Still, 2020 did not bring about the larger-scale realignment that the Democrats hoped for (and that was mistakenly forecast by many polls). To nurture that possibility, Biden and the Democrats must find their inner Job, with a little help from Machiavelli.

For starters, each camp within the party can acknowledge the truth of what their internal rivals say. The left is right that it provides a lot of energy, especially among young voters and in the urban areas that turned out big for Biden. But the moderates are right that, to win power, the party needs middle-of-the-road voters, particularly from swing districts. This may produce more cautious officeholders, but they are essential to building a congressional majority.

Progressives are right that the quest for racial justice should not be compromised — and is, in fact, an electoral asset. (After all, 85 percent of Biden voters told the exit pollsters that the criminal justice system treats Blacks unfairly.) But moderates are right that slogans like "Defund the police" can bring down moderate lawmakers, such as Staten Island's defeated Rep. Max Rose. Here's a rule for the future: Any slogan that requires five minutes to explain what it really means is not a good slogan.

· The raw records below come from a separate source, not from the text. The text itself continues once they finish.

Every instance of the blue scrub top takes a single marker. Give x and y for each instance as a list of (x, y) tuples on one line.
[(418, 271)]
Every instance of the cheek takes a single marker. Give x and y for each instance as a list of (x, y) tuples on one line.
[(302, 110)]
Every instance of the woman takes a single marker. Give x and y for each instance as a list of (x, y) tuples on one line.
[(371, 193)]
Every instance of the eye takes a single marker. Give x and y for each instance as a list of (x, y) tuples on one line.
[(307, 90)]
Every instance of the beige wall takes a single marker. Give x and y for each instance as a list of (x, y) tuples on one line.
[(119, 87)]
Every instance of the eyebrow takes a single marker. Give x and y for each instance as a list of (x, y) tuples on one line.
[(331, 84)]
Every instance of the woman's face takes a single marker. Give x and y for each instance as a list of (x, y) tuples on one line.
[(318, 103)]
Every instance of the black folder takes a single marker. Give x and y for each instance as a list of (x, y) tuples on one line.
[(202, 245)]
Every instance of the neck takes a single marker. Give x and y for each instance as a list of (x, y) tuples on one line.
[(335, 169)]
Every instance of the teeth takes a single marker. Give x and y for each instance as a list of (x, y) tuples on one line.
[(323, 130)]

And while the word "socialist" appeals to younger progressives who associate it with the social and economic successes of Sweden, Norway or Denmark, it carries a lot of baggage for older voters who remember the Soviet Union, and for those whose families fled repressive Communist regimes, including Cuban- and Vietnamese-Americans.

The Democratic coalition can hang together only if its members accept this ground-level truth: that for all their quarrels, they want to move the country in the same direction (as I argued earlier this year in my book "Code Red"), and they want to defeat the radicalized GOP. Biden convinced both sides that they wanted the same thing by crafting a platform that appealed to moderates and the left alike: decent, affordable health insurance for every American (79 percent of his voters supported the Affordable Care Act); ambitious programs to combat climate change (which 90 percent of Biden voters saw as a serious problem); and a promise to dial back economic inequality through large investments in infrastructure, child care and education.

Oh yes, and they all support big steps to contain the pandemic (a priority for 80 percent of his voters) and to get the economy moving. They'll be judged collectively on whether they succeed at these core missions.

Georgia’s impending Senate runoffs will provide the ultimate test of strength between the mobilizing power of the Democrats’ big tent and the solidarity of the Republicans’ closed circle. The politics of diversity and a whole lot of voter registration helped Democrats convert Georgia from a Republican bastion into a battleground. So did Biden’s carefully calibrated appeal to all wings of the party’s coalition. Control of the Senate and Biden’s ability to enact his larger program depend on his party’s ability to hang together and make Will Rogers’s quip a quaintly amusing piece of history.